A conquista desta feita é um filme de 1971 de Don Siegel, protagonizado por Clint Eastwood, decorrida numa América mergulhada na sua Guerra Civil, onde um soldado da união, ferido, é acolhido e tratado por uma jovem rapariga sulista numa escola feminina. A referida obra espelhava uma guerra que se travava a metros do cenário da ação, uma casa onde se debatia dois lados ideológicos, assim como dois géneros em plena dominância. Contudo, bem verdade, que a versão de 1971 adquiria um rígido tom masculino, um filme sobre uma violência invisível que nos levaria, a certo ponto, à demonização da própria mulher. É aí que Sofia Coppola tem as armas perfeitas para expor a sua visão enquanto mulher.
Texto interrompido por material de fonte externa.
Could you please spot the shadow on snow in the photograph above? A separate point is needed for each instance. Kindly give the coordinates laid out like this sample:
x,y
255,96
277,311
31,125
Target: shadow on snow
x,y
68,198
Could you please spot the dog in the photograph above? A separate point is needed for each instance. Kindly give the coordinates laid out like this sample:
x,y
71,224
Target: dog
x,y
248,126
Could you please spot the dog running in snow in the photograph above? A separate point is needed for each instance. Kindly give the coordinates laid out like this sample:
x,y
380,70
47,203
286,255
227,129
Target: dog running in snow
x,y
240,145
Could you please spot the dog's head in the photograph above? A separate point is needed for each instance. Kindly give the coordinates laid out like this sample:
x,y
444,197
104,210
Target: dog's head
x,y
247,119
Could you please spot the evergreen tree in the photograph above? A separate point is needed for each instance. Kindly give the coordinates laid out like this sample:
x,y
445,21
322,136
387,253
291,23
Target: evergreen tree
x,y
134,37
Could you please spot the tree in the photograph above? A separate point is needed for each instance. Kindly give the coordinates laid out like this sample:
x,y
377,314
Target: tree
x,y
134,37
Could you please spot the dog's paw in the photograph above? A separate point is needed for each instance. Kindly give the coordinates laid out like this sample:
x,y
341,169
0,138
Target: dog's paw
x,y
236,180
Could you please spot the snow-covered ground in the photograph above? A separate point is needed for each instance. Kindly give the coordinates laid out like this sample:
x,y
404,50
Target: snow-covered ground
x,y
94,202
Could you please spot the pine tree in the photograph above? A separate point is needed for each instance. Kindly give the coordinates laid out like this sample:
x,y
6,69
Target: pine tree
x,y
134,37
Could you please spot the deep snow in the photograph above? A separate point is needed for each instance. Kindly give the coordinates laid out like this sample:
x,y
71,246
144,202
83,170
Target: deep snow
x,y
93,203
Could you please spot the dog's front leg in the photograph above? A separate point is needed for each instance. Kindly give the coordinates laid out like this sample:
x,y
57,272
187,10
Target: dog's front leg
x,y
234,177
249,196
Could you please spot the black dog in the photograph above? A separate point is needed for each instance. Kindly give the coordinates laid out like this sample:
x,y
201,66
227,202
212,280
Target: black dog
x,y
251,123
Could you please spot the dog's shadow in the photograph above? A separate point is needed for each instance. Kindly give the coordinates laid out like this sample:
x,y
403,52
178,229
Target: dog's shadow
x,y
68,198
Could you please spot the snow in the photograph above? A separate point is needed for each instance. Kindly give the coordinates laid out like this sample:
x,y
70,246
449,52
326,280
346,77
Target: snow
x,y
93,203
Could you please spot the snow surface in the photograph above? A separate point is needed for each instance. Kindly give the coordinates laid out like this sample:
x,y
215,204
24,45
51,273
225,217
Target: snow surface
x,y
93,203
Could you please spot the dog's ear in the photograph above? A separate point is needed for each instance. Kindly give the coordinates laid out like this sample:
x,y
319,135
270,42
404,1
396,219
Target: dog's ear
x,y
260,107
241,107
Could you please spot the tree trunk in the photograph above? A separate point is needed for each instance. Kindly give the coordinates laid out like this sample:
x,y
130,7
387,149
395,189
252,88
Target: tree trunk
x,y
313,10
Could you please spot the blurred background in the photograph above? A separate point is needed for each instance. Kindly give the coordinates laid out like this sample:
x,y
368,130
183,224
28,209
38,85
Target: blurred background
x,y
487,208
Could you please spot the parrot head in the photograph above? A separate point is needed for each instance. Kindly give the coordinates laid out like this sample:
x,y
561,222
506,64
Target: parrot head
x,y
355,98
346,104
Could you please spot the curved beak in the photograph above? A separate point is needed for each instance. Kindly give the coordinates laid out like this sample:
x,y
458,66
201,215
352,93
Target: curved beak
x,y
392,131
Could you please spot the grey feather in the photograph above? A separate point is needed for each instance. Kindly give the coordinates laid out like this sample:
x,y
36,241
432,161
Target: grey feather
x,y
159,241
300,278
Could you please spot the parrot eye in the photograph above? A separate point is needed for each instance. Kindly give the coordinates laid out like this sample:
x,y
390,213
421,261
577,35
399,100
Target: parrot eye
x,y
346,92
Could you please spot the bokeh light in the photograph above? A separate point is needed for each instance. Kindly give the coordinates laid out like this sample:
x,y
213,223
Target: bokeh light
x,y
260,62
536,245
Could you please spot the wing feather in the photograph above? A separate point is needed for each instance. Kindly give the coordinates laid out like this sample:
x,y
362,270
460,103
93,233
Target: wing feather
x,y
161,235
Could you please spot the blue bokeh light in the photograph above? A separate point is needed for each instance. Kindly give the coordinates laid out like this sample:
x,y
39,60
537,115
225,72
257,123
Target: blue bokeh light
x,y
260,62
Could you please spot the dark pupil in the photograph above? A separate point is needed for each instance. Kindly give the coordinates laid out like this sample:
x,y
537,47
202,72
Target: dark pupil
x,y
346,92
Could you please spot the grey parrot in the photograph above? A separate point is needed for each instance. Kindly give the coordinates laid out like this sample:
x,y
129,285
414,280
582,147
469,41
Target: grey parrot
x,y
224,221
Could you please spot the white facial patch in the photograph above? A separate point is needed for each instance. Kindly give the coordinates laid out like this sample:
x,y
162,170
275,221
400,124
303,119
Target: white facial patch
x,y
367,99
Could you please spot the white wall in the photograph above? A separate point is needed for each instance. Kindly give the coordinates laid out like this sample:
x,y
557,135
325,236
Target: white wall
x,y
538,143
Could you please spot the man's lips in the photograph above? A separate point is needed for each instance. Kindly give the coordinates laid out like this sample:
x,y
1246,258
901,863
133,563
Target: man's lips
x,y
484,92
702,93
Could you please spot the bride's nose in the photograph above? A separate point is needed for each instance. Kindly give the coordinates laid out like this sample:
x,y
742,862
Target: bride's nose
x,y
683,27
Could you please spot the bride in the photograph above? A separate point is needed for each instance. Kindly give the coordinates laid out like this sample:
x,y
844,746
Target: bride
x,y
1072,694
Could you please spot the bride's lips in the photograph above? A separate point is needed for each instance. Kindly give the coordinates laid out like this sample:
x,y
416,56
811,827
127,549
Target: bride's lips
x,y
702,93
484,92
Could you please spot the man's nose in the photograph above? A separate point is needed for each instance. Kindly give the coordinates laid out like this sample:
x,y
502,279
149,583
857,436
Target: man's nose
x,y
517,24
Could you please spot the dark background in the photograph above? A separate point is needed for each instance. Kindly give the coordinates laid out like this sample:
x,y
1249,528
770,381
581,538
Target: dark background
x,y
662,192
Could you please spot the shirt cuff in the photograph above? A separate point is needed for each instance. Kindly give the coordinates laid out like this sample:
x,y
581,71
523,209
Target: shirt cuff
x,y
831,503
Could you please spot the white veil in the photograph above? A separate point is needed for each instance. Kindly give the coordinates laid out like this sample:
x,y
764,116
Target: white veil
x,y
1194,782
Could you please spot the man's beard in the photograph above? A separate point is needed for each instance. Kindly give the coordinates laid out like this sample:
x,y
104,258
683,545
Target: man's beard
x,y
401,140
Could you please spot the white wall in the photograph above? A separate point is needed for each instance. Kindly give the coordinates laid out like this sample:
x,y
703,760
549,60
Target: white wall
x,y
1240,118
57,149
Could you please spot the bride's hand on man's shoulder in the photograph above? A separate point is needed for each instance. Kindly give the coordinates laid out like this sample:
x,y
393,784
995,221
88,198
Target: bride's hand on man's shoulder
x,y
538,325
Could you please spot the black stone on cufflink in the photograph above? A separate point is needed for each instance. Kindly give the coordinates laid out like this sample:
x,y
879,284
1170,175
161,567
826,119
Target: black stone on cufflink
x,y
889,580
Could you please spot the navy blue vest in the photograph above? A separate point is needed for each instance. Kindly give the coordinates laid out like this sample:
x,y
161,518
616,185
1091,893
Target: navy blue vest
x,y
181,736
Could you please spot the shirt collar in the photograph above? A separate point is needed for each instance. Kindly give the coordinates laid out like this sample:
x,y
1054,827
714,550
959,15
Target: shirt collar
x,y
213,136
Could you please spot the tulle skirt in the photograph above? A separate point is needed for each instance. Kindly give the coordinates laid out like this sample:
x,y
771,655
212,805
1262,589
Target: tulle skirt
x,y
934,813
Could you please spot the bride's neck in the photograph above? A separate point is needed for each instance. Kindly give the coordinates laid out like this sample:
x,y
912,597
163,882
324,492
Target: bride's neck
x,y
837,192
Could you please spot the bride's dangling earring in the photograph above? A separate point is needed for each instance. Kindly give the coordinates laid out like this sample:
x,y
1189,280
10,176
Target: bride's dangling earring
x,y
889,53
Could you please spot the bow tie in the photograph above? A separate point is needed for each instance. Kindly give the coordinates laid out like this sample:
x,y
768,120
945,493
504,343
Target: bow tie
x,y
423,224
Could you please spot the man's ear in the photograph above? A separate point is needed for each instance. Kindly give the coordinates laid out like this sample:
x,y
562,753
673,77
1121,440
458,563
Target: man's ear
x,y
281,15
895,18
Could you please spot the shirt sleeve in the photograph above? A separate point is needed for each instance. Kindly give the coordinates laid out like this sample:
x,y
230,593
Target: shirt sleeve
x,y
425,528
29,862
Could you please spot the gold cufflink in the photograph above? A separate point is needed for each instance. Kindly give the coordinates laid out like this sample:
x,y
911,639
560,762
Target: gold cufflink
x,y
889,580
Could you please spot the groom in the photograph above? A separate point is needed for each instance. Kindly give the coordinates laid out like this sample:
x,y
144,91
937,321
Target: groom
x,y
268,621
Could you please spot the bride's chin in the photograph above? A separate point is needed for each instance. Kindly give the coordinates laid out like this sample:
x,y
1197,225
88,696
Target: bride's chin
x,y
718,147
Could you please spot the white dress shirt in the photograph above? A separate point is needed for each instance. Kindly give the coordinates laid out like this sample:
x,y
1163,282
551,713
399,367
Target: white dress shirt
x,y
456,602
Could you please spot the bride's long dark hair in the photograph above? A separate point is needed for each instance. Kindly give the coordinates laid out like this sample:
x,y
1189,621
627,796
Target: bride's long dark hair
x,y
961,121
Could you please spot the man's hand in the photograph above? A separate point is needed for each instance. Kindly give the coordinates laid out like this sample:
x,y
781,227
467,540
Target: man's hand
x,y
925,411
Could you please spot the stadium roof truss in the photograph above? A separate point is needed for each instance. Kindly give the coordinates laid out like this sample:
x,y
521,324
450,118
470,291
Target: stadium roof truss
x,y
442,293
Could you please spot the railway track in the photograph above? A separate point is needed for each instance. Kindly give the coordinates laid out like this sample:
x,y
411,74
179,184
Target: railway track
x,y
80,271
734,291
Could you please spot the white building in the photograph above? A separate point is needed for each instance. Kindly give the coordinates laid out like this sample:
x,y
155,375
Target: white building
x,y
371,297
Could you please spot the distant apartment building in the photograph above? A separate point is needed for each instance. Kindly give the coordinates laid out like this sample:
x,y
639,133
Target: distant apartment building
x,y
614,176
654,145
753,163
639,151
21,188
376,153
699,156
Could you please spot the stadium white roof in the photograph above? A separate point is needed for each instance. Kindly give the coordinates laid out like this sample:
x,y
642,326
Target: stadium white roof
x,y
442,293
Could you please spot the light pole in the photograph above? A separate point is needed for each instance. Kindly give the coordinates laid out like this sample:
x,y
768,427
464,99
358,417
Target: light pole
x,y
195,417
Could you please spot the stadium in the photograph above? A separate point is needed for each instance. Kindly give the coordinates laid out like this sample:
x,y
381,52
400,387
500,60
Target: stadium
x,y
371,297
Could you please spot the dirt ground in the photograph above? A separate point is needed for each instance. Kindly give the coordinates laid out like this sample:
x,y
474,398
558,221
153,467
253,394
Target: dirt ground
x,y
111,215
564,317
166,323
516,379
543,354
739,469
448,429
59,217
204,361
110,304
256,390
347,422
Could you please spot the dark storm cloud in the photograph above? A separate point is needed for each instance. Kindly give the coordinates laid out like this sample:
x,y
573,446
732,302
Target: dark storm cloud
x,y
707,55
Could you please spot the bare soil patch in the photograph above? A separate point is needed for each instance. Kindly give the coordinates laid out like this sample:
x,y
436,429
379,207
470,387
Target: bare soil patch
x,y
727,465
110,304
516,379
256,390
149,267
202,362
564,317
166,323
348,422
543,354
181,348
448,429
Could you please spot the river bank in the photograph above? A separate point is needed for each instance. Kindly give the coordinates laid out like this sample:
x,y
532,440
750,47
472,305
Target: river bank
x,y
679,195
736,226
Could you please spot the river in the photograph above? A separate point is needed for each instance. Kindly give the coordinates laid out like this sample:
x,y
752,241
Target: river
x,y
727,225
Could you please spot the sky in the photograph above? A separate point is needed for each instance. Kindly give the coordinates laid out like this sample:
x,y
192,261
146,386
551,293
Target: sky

Notavelmente verificamos essa perspectiva por uma câmara focada nesta comunidade de “amazonas”, mulheres restringidas ao seu refúgio enquanto homens combatem as suas politicas. Averiguamos que o sexo masculino, por mais diferente seja a farda, continua, no seu fundo, como um ser de ambições dominantes, um verdadeiro elemento alfa em construção. Os dois filmes dialogam um com o outro nesse sentido. Porém, a versão de Coppola sai a perder num determinado ponto, é demasiado anorética.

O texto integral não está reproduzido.